The Mechanism of In-Situ Laser Polishing and Its Effect on the Surface Quality of Nickel-Based Alloy Fabricated by Selective Laser Melting

Abstract

Laser polishing (LP) is an effective method to improve the surface quality of an additively manufactured nickel-based alloy. In this paper, the in-situ laser polishing (ILP) experiment is performed on the selective laser melting (SLM) IN718 samples. The white light interferometer is used to test the three-dimensional surface profile and surface roughness of samples. The results show that the surface quality of as-SLMed samples by ILP is improved.

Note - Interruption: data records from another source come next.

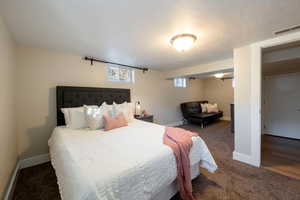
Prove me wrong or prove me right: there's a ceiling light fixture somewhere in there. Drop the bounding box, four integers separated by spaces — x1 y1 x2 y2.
214 73 224 78
170 33 197 52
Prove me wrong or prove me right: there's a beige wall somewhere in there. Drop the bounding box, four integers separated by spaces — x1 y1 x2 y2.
17 46 202 158
165 58 233 78
0 17 17 199
234 46 251 156
203 78 234 120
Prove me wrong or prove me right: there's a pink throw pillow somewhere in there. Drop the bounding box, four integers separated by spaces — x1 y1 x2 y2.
103 113 128 131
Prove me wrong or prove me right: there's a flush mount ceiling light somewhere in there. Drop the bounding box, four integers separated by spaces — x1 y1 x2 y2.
170 33 197 52
214 73 224 78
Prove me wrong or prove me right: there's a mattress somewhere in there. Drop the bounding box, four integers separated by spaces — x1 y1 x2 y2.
48 120 217 200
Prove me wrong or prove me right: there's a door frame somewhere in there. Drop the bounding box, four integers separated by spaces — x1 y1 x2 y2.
250 32 300 167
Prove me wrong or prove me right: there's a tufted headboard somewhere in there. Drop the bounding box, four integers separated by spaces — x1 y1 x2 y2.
56 86 130 126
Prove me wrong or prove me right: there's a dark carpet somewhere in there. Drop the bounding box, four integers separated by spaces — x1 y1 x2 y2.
13 121 300 200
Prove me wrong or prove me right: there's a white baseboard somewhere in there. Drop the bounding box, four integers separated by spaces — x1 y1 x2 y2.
20 153 50 169
4 161 20 200
4 153 50 200
164 121 183 126
233 151 259 167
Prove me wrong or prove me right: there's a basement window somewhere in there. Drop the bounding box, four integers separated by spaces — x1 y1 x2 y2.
107 65 134 83
174 78 186 88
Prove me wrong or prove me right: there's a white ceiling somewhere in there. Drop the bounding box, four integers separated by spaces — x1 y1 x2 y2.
0 0 300 70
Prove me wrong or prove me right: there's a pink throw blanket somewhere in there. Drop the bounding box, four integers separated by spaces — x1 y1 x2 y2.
164 127 198 200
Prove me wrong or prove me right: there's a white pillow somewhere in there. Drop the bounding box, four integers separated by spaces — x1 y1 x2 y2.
207 103 219 113
113 102 134 122
61 106 98 129
84 106 108 130
100 102 116 117
201 103 207 113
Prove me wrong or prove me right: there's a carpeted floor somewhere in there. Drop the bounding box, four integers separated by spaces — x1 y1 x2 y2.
13 121 300 200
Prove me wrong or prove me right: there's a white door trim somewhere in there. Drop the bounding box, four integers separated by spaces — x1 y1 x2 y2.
251 32 300 167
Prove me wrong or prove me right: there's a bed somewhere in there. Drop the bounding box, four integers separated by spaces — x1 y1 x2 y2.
48 87 217 200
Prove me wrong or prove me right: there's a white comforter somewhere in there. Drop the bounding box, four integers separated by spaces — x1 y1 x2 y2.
48 120 217 200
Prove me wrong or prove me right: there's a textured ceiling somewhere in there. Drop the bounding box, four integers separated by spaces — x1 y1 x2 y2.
0 0 300 70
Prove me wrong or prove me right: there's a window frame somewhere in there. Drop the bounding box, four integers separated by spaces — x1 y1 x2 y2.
173 77 187 88
106 64 135 83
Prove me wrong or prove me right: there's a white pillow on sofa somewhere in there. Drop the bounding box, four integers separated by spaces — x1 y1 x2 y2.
207 103 219 113
201 103 207 113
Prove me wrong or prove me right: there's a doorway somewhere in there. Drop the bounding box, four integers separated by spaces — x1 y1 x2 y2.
249 32 300 167
261 42 300 179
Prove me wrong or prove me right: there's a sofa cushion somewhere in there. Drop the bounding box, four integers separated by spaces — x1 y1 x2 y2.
185 102 201 114
190 112 222 119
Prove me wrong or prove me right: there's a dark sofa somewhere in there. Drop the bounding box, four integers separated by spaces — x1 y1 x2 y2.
180 101 223 128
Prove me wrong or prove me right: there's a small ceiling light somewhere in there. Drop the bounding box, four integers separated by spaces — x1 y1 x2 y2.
170 33 197 52
214 73 224 78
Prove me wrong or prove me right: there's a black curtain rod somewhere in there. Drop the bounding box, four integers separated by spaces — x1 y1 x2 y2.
84 56 149 72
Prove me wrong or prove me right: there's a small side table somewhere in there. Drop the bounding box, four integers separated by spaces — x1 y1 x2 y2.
134 115 153 123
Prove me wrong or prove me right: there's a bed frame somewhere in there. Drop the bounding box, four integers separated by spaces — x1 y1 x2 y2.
56 86 130 126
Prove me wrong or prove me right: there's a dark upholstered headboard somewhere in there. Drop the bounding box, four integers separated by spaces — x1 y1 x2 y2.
56 86 130 126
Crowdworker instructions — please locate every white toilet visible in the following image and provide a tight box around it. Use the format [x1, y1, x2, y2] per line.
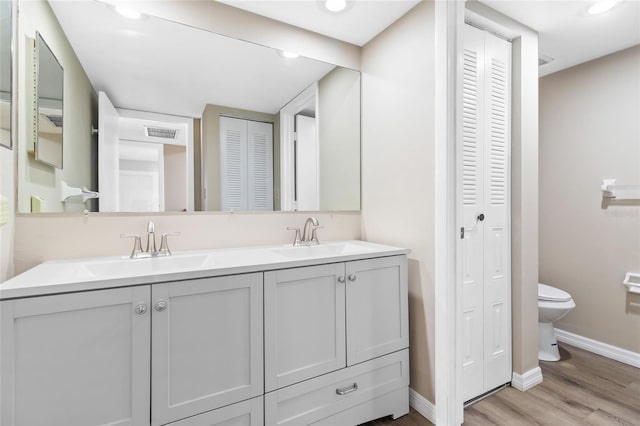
[538, 284, 576, 361]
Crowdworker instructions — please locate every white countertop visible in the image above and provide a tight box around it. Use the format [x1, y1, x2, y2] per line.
[0, 240, 410, 300]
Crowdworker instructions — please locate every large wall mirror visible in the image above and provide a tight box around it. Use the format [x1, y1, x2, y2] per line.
[34, 33, 64, 169]
[18, 0, 360, 212]
[0, 1, 13, 149]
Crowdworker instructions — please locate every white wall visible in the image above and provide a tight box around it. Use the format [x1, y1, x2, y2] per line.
[540, 46, 640, 353]
[0, 147, 15, 283]
[362, 1, 436, 401]
[318, 68, 361, 210]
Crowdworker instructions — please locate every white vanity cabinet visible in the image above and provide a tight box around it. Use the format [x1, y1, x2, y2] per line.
[264, 255, 409, 425]
[0, 241, 409, 426]
[0, 286, 151, 426]
[151, 273, 264, 426]
[0, 273, 264, 426]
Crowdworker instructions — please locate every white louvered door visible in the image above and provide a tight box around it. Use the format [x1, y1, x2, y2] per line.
[458, 25, 512, 401]
[247, 121, 273, 211]
[220, 117, 273, 211]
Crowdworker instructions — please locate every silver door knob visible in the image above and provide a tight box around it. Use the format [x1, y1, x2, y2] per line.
[136, 303, 149, 315]
[154, 300, 169, 312]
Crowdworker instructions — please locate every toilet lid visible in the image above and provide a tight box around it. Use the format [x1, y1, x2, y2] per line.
[538, 284, 571, 302]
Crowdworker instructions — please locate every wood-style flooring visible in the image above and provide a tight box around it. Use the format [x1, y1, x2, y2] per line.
[366, 344, 640, 426]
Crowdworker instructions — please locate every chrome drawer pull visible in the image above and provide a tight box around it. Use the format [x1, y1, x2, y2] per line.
[336, 383, 358, 395]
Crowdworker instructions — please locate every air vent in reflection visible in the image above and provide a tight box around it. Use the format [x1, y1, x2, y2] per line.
[144, 126, 178, 139]
[45, 115, 62, 127]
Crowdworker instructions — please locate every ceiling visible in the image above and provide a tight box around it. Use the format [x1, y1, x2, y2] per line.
[49, 0, 640, 117]
[49, 0, 335, 117]
[218, 0, 640, 76]
[481, 0, 640, 76]
[217, 0, 420, 46]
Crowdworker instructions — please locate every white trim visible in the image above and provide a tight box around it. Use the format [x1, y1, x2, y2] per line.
[430, 1, 464, 425]
[409, 388, 436, 424]
[511, 367, 542, 392]
[280, 83, 318, 211]
[556, 328, 640, 368]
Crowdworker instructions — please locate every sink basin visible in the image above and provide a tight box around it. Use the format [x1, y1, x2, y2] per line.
[82, 254, 215, 278]
[0, 241, 409, 300]
[273, 241, 376, 259]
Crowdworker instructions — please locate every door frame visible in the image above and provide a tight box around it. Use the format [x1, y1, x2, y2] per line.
[280, 83, 318, 211]
[436, 0, 542, 425]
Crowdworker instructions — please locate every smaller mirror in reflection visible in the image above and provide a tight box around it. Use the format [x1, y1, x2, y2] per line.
[0, 1, 13, 149]
[35, 33, 64, 169]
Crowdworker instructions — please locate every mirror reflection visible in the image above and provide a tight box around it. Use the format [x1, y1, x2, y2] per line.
[0, 1, 13, 148]
[34, 33, 64, 169]
[19, 0, 360, 212]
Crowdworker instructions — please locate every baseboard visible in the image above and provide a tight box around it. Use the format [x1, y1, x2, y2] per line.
[556, 328, 640, 368]
[511, 367, 542, 392]
[409, 388, 436, 424]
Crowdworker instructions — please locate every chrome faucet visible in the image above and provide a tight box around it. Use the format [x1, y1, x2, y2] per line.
[145, 220, 158, 253]
[300, 216, 320, 244]
[120, 220, 180, 259]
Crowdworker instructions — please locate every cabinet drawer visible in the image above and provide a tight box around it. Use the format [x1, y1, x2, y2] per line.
[265, 349, 409, 425]
[168, 396, 264, 426]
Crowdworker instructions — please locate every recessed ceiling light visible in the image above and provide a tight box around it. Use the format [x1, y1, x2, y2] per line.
[114, 6, 142, 19]
[587, 0, 620, 15]
[324, 0, 347, 12]
[278, 50, 300, 59]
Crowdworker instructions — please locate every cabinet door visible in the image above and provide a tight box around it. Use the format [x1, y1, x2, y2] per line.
[169, 396, 264, 426]
[346, 256, 409, 365]
[151, 273, 263, 425]
[0, 286, 150, 426]
[264, 263, 346, 392]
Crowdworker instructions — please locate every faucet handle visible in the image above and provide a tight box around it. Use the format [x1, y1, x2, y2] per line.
[287, 226, 300, 246]
[158, 232, 180, 256]
[120, 234, 142, 259]
[309, 226, 324, 244]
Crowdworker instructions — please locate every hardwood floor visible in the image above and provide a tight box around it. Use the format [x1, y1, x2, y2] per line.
[366, 344, 640, 426]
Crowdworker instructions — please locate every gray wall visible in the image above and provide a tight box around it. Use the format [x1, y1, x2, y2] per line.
[362, 1, 435, 402]
[540, 46, 640, 352]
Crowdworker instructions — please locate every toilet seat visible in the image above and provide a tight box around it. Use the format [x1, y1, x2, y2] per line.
[538, 283, 571, 302]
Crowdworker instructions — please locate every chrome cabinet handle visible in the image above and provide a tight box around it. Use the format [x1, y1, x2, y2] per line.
[135, 303, 148, 315]
[154, 300, 168, 312]
[336, 383, 358, 395]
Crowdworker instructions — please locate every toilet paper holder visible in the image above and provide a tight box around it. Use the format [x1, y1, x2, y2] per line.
[622, 272, 640, 294]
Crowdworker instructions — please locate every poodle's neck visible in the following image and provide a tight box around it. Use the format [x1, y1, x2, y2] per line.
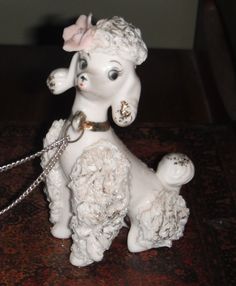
[72, 93, 109, 122]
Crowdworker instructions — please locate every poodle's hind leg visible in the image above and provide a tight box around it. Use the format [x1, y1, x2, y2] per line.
[128, 190, 189, 252]
[128, 153, 194, 252]
[69, 141, 130, 267]
[41, 120, 72, 238]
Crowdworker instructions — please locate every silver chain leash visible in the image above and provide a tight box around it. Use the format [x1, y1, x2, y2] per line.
[0, 111, 110, 216]
[0, 136, 69, 216]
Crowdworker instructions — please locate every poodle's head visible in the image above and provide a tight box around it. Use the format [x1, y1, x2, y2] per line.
[54, 15, 147, 126]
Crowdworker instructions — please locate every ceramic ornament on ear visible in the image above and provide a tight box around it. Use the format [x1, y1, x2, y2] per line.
[42, 15, 194, 267]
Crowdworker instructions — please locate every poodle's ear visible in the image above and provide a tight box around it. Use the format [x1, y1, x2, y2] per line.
[111, 73, 141, 127]
[47, 53, 79, 94]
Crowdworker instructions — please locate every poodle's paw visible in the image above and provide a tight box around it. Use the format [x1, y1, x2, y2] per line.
[157, 153, 194, 189]
[47, 68, 69, 94]
[51, 223, 71, 239]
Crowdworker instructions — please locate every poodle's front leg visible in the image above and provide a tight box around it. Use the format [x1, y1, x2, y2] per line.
[68, 141, 130, 267]
[41, 120, 72, 238]
[45, 169, 72, 239]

In particular, the surface roughness is decreased by 33.5%. To reveal the mechanism of ILP, a three-dimensional numerical model is established based on the finite volume method (FVM). The model can accurately simulate the mesoscopic scale physical phenomena when the laser interacts with the metal. The temperature field, the melt pool flow, and the evolution of the surface morphology during the ILP process are predicted using this model. The mechanism of ILP is revealed based on the dynamics of the molten pool. The contribution of capillary and thermocapillary forces to the reduction of bulge curvature at different stages is studied. Furthermore, the effect of ILP power on the surface quality is investigated, and the mechanism of bulges and depressions on the track surface during high-power ILP is revealed.